Prove that surrounded by zero exist smooth function $y(x)$ 
Let the function $G$ be such that $G(x)=\sum_{ij}G_{ij}(x)x_ix_j$ for some $G_{ij}\in C^{\infty}$ that vanish at zero.   Prove that in a neighborhood of zero there  exists a  smooth function $y(x)$ such that:
$$Q(x+y(x))=Q(x)+G(x), y(0)=0, dy(0)=0$$ where $Q(x)$ is a nondegenerate quadratic form.

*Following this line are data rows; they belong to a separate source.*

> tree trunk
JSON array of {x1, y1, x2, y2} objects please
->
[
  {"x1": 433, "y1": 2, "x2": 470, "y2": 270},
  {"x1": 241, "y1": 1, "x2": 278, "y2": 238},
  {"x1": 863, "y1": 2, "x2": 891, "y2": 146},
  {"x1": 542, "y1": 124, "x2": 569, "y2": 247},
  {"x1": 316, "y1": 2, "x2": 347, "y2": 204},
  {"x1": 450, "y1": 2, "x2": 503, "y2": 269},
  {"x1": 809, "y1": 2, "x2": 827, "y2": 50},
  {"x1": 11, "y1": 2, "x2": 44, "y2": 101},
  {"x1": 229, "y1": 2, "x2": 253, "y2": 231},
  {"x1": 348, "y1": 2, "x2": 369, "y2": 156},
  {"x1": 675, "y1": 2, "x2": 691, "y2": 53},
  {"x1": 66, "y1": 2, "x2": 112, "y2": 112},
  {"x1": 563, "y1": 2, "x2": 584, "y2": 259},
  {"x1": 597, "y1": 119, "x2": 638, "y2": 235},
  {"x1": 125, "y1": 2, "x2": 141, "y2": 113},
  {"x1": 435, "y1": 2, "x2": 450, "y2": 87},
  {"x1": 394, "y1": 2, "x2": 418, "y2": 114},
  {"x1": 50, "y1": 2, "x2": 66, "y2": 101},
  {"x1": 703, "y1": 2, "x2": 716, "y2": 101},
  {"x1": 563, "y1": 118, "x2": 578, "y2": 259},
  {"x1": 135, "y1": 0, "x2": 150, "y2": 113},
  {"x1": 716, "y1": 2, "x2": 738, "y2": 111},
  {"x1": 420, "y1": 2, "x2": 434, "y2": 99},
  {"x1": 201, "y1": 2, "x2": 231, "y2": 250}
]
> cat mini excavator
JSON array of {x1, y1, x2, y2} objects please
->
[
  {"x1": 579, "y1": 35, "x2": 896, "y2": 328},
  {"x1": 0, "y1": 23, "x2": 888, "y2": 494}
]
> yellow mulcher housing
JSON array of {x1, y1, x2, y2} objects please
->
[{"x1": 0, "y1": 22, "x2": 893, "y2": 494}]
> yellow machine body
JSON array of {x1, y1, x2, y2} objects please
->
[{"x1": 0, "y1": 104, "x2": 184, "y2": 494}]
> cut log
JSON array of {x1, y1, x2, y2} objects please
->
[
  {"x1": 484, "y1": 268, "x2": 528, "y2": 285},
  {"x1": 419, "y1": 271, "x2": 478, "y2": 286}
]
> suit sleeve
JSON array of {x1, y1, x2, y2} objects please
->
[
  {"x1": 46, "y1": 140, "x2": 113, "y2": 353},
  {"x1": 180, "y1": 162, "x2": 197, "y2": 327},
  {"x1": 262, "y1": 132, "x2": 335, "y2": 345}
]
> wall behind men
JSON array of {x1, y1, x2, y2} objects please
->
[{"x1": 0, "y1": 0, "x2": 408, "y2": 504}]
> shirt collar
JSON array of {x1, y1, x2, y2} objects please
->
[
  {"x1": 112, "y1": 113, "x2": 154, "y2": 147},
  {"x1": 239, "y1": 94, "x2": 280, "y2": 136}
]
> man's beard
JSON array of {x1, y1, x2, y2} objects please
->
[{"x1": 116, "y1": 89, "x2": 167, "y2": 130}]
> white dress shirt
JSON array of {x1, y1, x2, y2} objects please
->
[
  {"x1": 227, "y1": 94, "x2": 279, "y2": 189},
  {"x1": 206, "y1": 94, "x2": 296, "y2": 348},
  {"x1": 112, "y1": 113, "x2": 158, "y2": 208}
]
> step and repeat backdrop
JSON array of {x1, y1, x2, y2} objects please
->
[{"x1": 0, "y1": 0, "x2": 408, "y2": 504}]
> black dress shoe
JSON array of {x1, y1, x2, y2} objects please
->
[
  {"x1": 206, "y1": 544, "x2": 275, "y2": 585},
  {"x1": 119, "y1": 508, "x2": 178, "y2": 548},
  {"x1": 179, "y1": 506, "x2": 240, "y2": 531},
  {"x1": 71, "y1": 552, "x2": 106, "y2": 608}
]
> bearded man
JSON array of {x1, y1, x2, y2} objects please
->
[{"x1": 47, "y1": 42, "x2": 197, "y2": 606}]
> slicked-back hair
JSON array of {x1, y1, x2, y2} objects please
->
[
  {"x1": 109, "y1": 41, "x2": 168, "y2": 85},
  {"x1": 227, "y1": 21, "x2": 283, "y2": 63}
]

I have an idea to use $F(x,y)=Q(x+y)-Q(x)-G(x)$ and then use the theorem:
Let $r$ - set of all smooth functions vanishing at zero. Assume that for smooth function $F$ we can write $F(x,0)$ as $F(x,0)=\sum_{ij}\frac{\partial F}{\partial y_i}(x,0) \frac{\partial F}{\partial y_j}(x,0)\phi_{ij}(x)$ for some $\phi_{ij}\in r$. Then $F(x,y(x))=0$ has in the surroundings $x=0$ smooth solution $y(x)$ such that $y_i(x)=\sum_{j} \frac{\partial F}{\partial y_j}(x,0)z_{ij}(x)$ for some $z_{ij}\in r$.
My idea stems from the fact that $F(x,0)=Q(x)-Q(x)-G(x)=-G(x)$ but I don't really know what to do with it.
Can I ask for help?
 A: This is a way of deriving the OP's desired result, using a deus ex machina argument that I happened to know.
Given $G$ and a non-degenerate quadratic form $Q$ as stated, the
function $f(x)=Q(x)+G(x)$ has a non-degenerate critical point at $x=0$, with $f(0)=0$, $df(0)=0$, and $d^2f(0)=2Q$.  By the Morse Lemma there exists a diffeomorphism $u$ in a neighborhood of $0$ such that $f(x)= Q(u(x))$, with $u(0)=0$.  Let $\epsilon(x)=u(x)-(u(0)+du(0)x)=u(x)-du(0)x$ be the remainder of the linear Taylor approximation to $u$ at $0$.  We have $\epsilon(x)=o(\|x\|)$.
By matching Taylor expansions of $f(x)$ and $Q(u(x))=Q(0+du(0)x+o(\|x\|))$ through quadratic terms, we see that $Q(du(0)v)=Q(v)$ for all $v$.
That is, the coefficient of $x_ix_j$ in the Taylor expansion of $f(x)$ is the same as that of $Q(x)$, which is $2q_{ij}$.  The corresponding coefficient for $Q(u(x))$ is $2\sum_{kl} q_{kl}(\partial_i u_k)(\partial_j u_l)$.  Since $f(x)=Q(u(x))$ for all $x$ close to $0$, the coefficients of $x_ix_j$ must match.  
Thus, $f(x) = Q(u(x))=Q(du(0)^{-1}u(x))=Q(x+y(x))$, where $y(x)=du(0)^{-1}\epsilon(x)$.
This is the desired formula.  The matching Taylor expansion verifies that $du(0)\in \mathcal O(Q)$, in the notation of this post; this step is needed because of the notational mismatch between the way the current problem is stated and the more coordinate-free way the Morse Lemma is usually stated.